Another intriguing question is the metabolic implication of the nuclear translocation of GAPC under heat stress. Unlike animal GAPDH with only one cytosolic form, GAPDHs in higher plants are classified into three groups according to their subcellular locations: cytoplasmic GAPC for glycolysis, glycolytic GAPCp in non-green plastids, and chloroplastic GAPA/B for photosynthetic CO2 fixation1,36,37,38. In addition, the Arabidopsis cytoplasm contains non-phosphorylating (NP)-GAPDH that catalyzes oxidation, instead of phosphorylation, of the substrate for cytoplasmic maintenance of NADPH39. Our previous analysis showed that the double knock of GAPC1 and GAPC2 resulted in significant changes in the level of glycolytic intermediates and the ratios of ATP/ADP and NAD(P)H/NAD(P)28. However, the GAPC-deficient plants display no overt changes in vegetative growth, but decreased seed oil content compared to WT2,28. This complexity of the plant GAPDH families and tolerance of Arabidopsis plants to metabolic perturbation caused by GAPC alterations could be explained in part by the partial genetic redundancy of plant GAPDH. Under heat stress, only a small fraction of GAPC was translocated into nuclei based on our immunoblotting and microscopic analyses.
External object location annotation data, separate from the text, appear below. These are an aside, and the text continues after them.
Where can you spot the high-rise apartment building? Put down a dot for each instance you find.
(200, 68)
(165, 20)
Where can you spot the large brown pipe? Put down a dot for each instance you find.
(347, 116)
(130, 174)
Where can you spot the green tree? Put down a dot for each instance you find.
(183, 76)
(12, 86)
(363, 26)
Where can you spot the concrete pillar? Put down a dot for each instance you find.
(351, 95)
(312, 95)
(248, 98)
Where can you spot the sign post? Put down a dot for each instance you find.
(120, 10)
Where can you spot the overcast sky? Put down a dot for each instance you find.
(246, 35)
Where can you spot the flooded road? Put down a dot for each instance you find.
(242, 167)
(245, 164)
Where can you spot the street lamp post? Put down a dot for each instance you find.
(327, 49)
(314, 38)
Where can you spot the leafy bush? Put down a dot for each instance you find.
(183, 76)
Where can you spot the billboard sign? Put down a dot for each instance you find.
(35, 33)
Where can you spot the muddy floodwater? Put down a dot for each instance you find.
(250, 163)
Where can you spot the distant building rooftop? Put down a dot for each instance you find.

Thus, the heat-induced nuclear translocation of GAPC might not drastically decrease the cytosolic glycolytic activity, and instead the major function of the stress-induced nuclear GAPCs is via regulation, including gene expression as shown in this study. However, heat stress may reduce the overall cytosolic glycolytic activity because GAPCs are potentially inactivated by the stress-induced oxidation. GAPDH, including GAPC, has been proposed to function as a redox sensor through its highly reactive cysteine for the regulation of energy metabolism5. In animal system, oxidative inactivation of GAPDH enables cells to redirect the carbohydrate metabolic flux from glycolysis to pentose phosphate pathway for NAPDH production40,41.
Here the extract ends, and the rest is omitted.